Monday, January 28, 2008
The Figure above shows a simulation of transit timings if additional planets are present. The primary planet has a mass of 0.69 times the Jupiter and an orbital period of approximately 3.52 days. The colours indicate the mass of secondary planet, ranging from 1 to 100 times the mass of the Earth. The scale on the bottom shows the period of the secondary planet ranging from 1 to 17 days. The scale on the left indicates the change in the occurrence of the transit event. It is a log scale (0 -> 1 sec, 1 -> 10 sec, 2-> 100 sec and so on..).
Long term monitoring of transiting systems gives the opportunity to possibly discover other Earth-sized planets outside out Solar System.
Friday, January 25, 2008
For HR 1613 we obtained 8.5 days of data that is nearly continuous. The result is that we can resolve individual frequencies that compose the lightcurve shape. Mathematically, we want to fit a function consisting of sine curves that have different frequencies, amplitudes and phases. Fitting an equation of this form in a non-linear problem. This means that finding a set of parameters that best fits the data is tricky business.
One method of estimating the best fit parameters is to use a Fourier Transform (in this case, discrete=DFT) to estimate parameters. The method is simple to describe:
1. Perform the DFT of dataset
2. Record the frequency and phase with the highest amplitude
3. use DFT info as guess for fit solution. Then optimize solution.
4. remove solution from original data set to produce residuals.
5. Perform DFT on residuals.
6. Find next highest amplitude.
7. add new frequency to solution and optimize again.
8. repeat 4-7 until there are no significant frequencies remaining in the DFT.
There are some hiccups along the way. The above method does not guarantee that you have found the best solution. Also, your solution parameters may become degenerate if two frequencies are inserted in the solution that are seperated less than the resolution afforded by your observations.
The best way around resolution problems, is to gather more observations! Otherwise, one must be quite careful about claims one may make based on a non-linear model as you may not have found the best solution. The Figure above shows a solution for HR 1613. So far I am not convinced that is a unique solution and it will be very difficult to get new observations. So I'm working on methods to test the uniqueness by efficiently exploring the local parameter space for the model parameters to find other local-minimum/maximum.

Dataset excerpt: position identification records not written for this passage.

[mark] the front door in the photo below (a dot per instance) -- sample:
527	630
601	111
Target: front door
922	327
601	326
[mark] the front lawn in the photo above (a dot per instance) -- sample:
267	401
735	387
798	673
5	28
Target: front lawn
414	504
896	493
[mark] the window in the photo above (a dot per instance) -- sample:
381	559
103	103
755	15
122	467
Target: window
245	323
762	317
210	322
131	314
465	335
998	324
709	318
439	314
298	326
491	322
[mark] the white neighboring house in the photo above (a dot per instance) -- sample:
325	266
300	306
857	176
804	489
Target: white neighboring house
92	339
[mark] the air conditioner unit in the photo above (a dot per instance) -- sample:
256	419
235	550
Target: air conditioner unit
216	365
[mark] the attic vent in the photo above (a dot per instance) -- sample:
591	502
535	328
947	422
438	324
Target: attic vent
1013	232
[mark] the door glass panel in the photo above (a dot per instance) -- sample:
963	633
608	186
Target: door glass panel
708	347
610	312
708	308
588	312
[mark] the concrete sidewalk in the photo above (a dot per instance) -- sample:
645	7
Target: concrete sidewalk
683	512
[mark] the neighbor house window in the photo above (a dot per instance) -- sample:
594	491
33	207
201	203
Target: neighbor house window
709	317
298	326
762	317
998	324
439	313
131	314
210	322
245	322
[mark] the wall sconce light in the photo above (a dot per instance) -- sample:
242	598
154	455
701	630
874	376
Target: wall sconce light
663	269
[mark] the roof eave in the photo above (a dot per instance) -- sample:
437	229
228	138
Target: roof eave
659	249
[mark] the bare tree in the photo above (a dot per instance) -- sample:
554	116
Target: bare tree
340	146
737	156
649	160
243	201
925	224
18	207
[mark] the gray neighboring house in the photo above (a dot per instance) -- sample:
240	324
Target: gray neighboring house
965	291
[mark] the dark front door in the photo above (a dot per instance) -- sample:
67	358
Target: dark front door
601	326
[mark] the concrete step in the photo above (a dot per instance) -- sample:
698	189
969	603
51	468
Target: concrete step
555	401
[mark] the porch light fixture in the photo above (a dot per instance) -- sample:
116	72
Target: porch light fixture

Thursday, January 24, 2008
Anyways, I lost track of blogging as I was busy finishing my thesis, defending, finding a job and moving. Well that's all done now. I successfully defended and submitted the thesis. I am no longer a student. Being a poor grad student was being to really suck, now I can be a not-so-poor poctdoc. As a result, I've moved from Vancouver to San Jose and now work at NASA-Ames with the Kepler project. That alone should give me plenty to chat about in the future.
I've been working recently on trying to publish some results on the binary system system HR 1613. The figure above shows an 8.5 days observing campaign from the MOST satellite. The magenta lightcurve at the bottom shows the variability of the stellar system.
The primary, more massive, member of the system is a 1.5 solar mass main-sequency star (A9 V) and the secondary is a less massive and intrinsically less bright K or M-dwarf star. The A9V star shows variability on the time scale of a day. It appears to be gamma Doradus type pulsations. I've discussed these type of pulsations before in my study of the star BD+18 4914. The interpretation is that these are g-modes which may be driven by the star itself or excited by tidal interaction with the companion star.
The other 4 lightcurves show a wide range of stellar activity for different temperatures and mass. The top (red) curve shows a hotter, more massive A-type star which shows variability on the timescale of an hour. These are interpreted as p-mode pulsations and the star is likely a delta Scuti type pulsator. The next (green) curve shows a star with a very similar temperature, but does not show any intrinsic variability. It's evolutionary stage is unknown. The 1 day modulation that you can see by eye in the light curve is an instrumental artifact. It was purposely left in the lightcurve to show its effect on the photometry.
The middle curve (blue) shows a relatively hotter B star. The variability pattern and stellar classification are consistent with being a beta Cephei type star. The next curve (cyan) shows a cooler K-type star. The erratic behaviour in the lightcurve is likely caused by spots on the surface of the star which rotate out of view as the star rotates and change shape as influenced by the stars magnetic field.
Each star shows a unique lightcurve which we can use to probe the internal structure of star, which inturn allows us to infer the star's past and future. It's a very interesting science, to understand the points of light that we see on a clear night.